La seule façon de contrer « Crazy Ivan » était d'arrêter les moteurs et de fonctionner en mode de silence complet pour ne pas être entendu.

Cependant, le sous-marin allait de l'avant par inertie, et le choc de 1970 ne fut pas le seul cas répertorié. Heureusement, de telles collisions ne se sont jamais terminées par des catastrophes majeures.

« Ivan le Fou » frôle la catastrophe

Pourtant, la manœuvre s'est un jour terminée avec un sous-marin soviétique transformé en épave. Mais sans participation d'un navire américain, il convient de le noter.
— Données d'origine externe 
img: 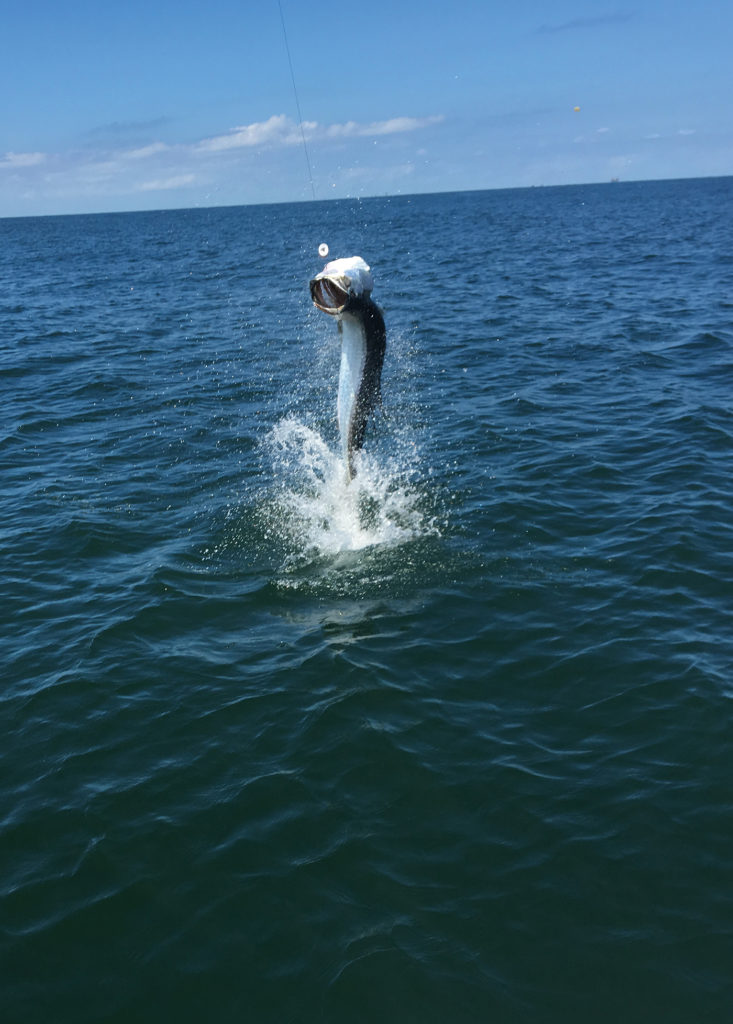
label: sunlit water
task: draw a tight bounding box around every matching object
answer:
[0,178,733,1024]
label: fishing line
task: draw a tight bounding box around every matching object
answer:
[277,0,315,199]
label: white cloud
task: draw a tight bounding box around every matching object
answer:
[135,174,196,191]
[193,114,443,153]
[0,153,46,168]
[120,142,169,160]
[193,114,300,153]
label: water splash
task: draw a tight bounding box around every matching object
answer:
[266,417,439,561]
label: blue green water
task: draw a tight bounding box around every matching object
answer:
[0,178,733,1024]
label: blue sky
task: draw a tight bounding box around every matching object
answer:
[0,0,733,216]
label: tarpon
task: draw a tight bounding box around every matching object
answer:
[310,256,387,479]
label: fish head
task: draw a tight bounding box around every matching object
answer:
[310,256,374,316]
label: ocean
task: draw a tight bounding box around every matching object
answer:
[0,178,733,1024]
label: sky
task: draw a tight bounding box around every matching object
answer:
[0,0,733,217]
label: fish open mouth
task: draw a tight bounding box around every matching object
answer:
[310,276,349,316]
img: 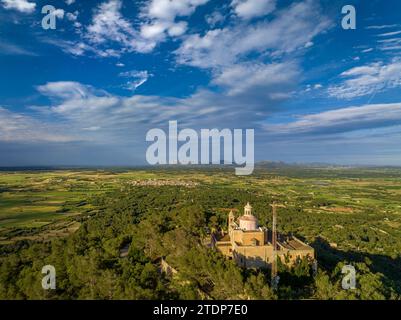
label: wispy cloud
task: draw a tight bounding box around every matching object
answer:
[0,41,37,56]
[119,70,153,91]
[231,0,276,19]
[265,103,401,135]
[328,59,401,99]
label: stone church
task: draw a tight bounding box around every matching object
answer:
[212,203,315,268]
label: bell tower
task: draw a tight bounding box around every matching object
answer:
[227,210,235,231]
[244,202,252,216]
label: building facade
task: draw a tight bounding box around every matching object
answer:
[212,203,315,268]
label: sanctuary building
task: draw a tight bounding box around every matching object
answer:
[212,203,315,268]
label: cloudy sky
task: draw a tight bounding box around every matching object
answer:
[0,0,401,166]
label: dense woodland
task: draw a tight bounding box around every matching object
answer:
[0,169,401,299]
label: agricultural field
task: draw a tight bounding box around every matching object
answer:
[0,165,401,299]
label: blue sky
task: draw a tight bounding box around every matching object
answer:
[0,0,401,166]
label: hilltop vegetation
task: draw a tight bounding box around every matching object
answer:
[0,167,401,299]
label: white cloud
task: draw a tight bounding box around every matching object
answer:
[53,9,64,19]
[265,103,401,134]
[1,0,36,13]
[0,40,36,56]
[0,106,76,142]
[84,0,156,56]
[141,0,209,42]
[120,70,152,91]
[176,0,330,68]
[205,11,225,28]
[231,0,276,19]
[328,60,401,99]
[213,62,299,100]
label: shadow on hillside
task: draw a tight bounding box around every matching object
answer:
[310,237,401,292]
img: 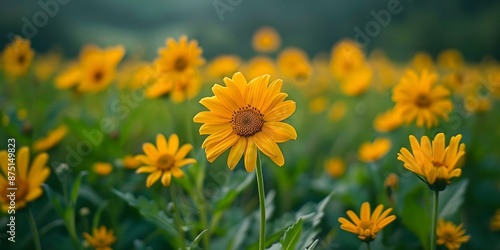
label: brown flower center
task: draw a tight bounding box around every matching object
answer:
[0,177,30,204]
[415,94,432,108]
[156,154,175,170]
[231,104,264,137]
[174,57,188,71]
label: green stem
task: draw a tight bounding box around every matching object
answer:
[170,185,186,249]
[256,152,266,250]
[28,209,42,250]
[431,191,439,250]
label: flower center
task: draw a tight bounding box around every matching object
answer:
[415,94,432,108]
[156,154,175,170]
[231,104,264,137]
[0,178,30,204]
[174,57,188,71]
En septembre 1986, le sous-marin armé de missiles balistiques K-219 a entrepris un voyage vers l'Atlantique. Une petite fuite dans le sixième silo a été ignorée, mais s'est rapidement transformée en un problème majeur. Les marins devaient pomper l'eau deux fois par jour.

Et c'est alors que « Crazy Ivan » a servi de catalyseur pour l'accident qui a suivi.

La manœuvre compliquée a conduit à la dépressurisation complète du silo du missile, qui s'est ensuite rempli d'eau. L'explosion d'une ogive conventionnelle a éjecté un missile nucléaire R-27 dans l'océan.

L'équipage a ramené le sous-marin à la surface, et toutes les vies des marins, sauf une, ont été sauvées par des navires civils soviétiques. Quant au K-219, il a coulé dans la mer des Sargasses à près de 6 000 m de profondeur, où il gît toujours aujourd'hui.